Мы шли в столовую, где ожидали нас чай и ужин. Мама разливала чай, а отец сидел обыкновенно на другом конце стола на высоком стуле.
– Люба, налей Трифоновне чашку чая, – говорил отец.
– Не беспокойтесь, Андрей Евстафьевич, – отвечала Трифоновна, – я после напьюсь.
– Что там после, садись, садись.
И Трифоновна садилась немного поодаль стола у окошка и пила с нами чай, чем была очень довольна.
К ужину почти всегда кто-нибудь приезжал к нам из театра, зная, что мы дома.

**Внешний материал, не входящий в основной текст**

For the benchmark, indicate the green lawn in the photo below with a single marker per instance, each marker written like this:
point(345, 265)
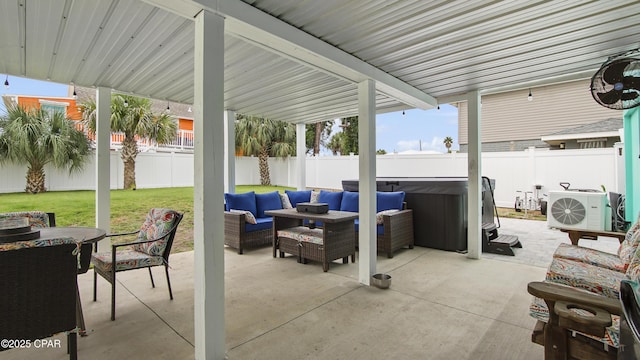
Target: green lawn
point(128, 208)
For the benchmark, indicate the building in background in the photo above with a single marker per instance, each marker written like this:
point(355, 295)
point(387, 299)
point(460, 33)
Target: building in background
point(70, 105)
point(559, 116)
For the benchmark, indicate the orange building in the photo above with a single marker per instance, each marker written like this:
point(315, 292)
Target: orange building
point(70, 106)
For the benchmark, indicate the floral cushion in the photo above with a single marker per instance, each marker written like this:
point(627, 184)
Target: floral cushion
point(158, 224)
point(37, 219)
point(286, 203)
point(248, 216)
point(581, 275)
point(539, 310)
point(315, 195)
point(381, 214)
point(125, 260)
point(302, 234)
point(590, 256)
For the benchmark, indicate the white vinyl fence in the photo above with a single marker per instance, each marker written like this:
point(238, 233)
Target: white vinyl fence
point(513, 171)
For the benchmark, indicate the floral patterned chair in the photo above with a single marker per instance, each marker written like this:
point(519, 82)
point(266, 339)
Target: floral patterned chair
point(151, 248)
point(580, 297)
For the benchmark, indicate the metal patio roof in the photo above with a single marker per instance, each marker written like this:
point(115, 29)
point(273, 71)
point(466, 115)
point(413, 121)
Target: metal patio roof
point(300, 61)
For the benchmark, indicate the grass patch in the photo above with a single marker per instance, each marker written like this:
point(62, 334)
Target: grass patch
point(128, 208)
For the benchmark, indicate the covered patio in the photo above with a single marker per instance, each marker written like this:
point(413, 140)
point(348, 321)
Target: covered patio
point(304, 62)
point(441, 305)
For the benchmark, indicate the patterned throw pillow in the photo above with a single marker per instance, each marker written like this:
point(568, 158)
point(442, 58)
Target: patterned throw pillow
point(248, 216)
point(286, 203)
point(380, 215)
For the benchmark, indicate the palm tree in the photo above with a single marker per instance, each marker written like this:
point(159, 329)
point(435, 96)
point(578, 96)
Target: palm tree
point(38, 137)
point(447, 142)
point(263, 138)
point(132, 116)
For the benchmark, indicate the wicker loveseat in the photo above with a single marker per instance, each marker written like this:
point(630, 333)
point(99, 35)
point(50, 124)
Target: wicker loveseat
point(394, 223)
point(245, 224)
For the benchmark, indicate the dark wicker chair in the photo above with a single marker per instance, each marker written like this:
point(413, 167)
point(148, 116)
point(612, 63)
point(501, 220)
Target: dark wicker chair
point(151, 248)
point(38, 293)
point(398, 232)
point(236, 236)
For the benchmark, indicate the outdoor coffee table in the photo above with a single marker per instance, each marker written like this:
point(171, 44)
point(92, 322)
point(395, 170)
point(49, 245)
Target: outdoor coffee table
point(335, 240)
point(87, 236)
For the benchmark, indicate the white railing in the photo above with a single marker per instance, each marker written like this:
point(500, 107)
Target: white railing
point(183, 141)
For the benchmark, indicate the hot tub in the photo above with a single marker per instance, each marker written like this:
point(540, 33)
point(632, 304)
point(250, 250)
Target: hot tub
point(439, 208)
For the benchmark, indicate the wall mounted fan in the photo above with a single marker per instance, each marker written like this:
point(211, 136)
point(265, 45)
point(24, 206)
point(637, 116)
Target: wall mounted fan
point(616, 84)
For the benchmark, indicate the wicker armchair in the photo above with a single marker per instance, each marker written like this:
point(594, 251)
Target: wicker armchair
point(237, 236)
point(397, 232)
point(151, 248)
point(38, 290)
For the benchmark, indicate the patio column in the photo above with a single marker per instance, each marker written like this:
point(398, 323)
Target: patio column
point(474, 226)
point(208, 230)
point(367, 184)
point(103, 164)
point(301, 156)
point(230, 154)
point(631, 125)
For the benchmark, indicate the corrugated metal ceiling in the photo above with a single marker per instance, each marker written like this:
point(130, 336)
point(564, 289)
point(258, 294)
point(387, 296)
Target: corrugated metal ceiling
point(443, 48)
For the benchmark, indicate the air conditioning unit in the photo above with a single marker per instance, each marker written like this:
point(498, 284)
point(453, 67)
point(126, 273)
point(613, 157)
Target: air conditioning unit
point(585, 210)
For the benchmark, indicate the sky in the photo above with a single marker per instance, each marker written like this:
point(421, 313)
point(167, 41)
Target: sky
point(395, 132)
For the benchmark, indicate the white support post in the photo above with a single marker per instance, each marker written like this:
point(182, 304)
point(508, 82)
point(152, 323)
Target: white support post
point(209, 321)
point(230, 153)
point(103, 164)
point(301, 156)
point(474, 226)
point(367, 184)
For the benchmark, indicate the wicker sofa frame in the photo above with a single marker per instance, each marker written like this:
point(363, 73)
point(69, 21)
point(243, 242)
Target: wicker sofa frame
point(235, 235)
point(38, 293)
point(398, 232)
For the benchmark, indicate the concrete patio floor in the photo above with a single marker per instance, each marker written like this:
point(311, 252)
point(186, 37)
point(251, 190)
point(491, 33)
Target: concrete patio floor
point(441, 305)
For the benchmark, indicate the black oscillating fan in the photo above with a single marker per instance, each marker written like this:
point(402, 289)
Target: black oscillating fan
point(616, 84)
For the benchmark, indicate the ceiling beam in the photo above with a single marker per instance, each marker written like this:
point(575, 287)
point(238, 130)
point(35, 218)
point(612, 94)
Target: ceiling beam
point(521, 86)
point(251, 24)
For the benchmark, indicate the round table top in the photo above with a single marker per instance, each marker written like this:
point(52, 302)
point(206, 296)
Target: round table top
point(84, 234)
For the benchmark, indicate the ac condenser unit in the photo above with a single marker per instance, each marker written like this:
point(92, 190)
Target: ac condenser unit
point(584, 210)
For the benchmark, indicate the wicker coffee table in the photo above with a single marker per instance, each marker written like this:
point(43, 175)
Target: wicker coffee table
point(337, 236)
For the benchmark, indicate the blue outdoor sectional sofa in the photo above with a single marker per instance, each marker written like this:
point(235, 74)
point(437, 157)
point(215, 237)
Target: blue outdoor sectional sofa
point(246, 225)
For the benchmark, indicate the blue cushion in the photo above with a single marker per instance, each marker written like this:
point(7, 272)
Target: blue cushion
point(350, 201)
point(389, 200)
point(245, 201)
point(333, 198)
point(379, 228)
point(298, 196)
point(261, 224)
point(268, 201)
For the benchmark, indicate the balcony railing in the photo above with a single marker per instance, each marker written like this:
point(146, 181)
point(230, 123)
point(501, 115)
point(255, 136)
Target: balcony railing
point(183, 141)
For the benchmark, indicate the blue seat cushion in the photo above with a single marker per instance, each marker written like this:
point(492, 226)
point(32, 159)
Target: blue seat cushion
point(389, 200)
point(268, 201)
point(379, 228)
point(244, 201)
point(333, 198)
point(298, 196)
point(350, 201)
point(261, 224)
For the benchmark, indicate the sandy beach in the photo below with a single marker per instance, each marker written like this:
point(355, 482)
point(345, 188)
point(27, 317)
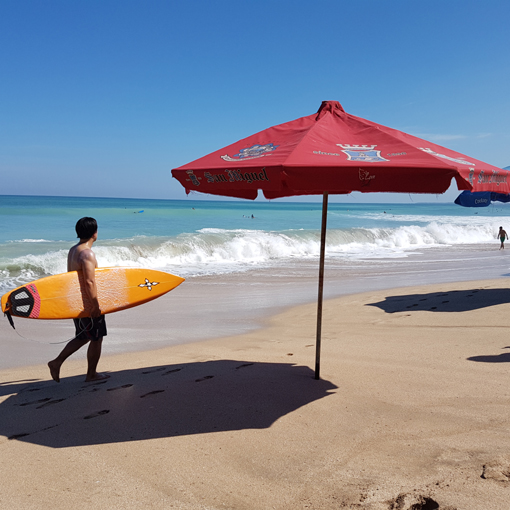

И всех-то у нас принимали радушно, хлебосольно, и всем-то было и хорошо и тепло. Должна сказать, что я редко встречала более патриархальный и гостеприимный дом, чем наш, благодаря удивительной простоте и самобытности склада всего дома, происходившего больше от отца. Он никогда не подражал никому и ничему, был совершенно равнодушен к роскоши я к громким именам. Он одинаково относился, как к фотографу греку Кукули, которого подхватил в Александровском саду, гуляя с ним, так и к какому-нибудь Шереметеву. Он любил иметь полный дом, но без роскоши, как я уже писала.
Толстые вскоре уехали, к вашему большому сожалению, а остальные остались до 12 января 1864 г. и провели со мной мои именины.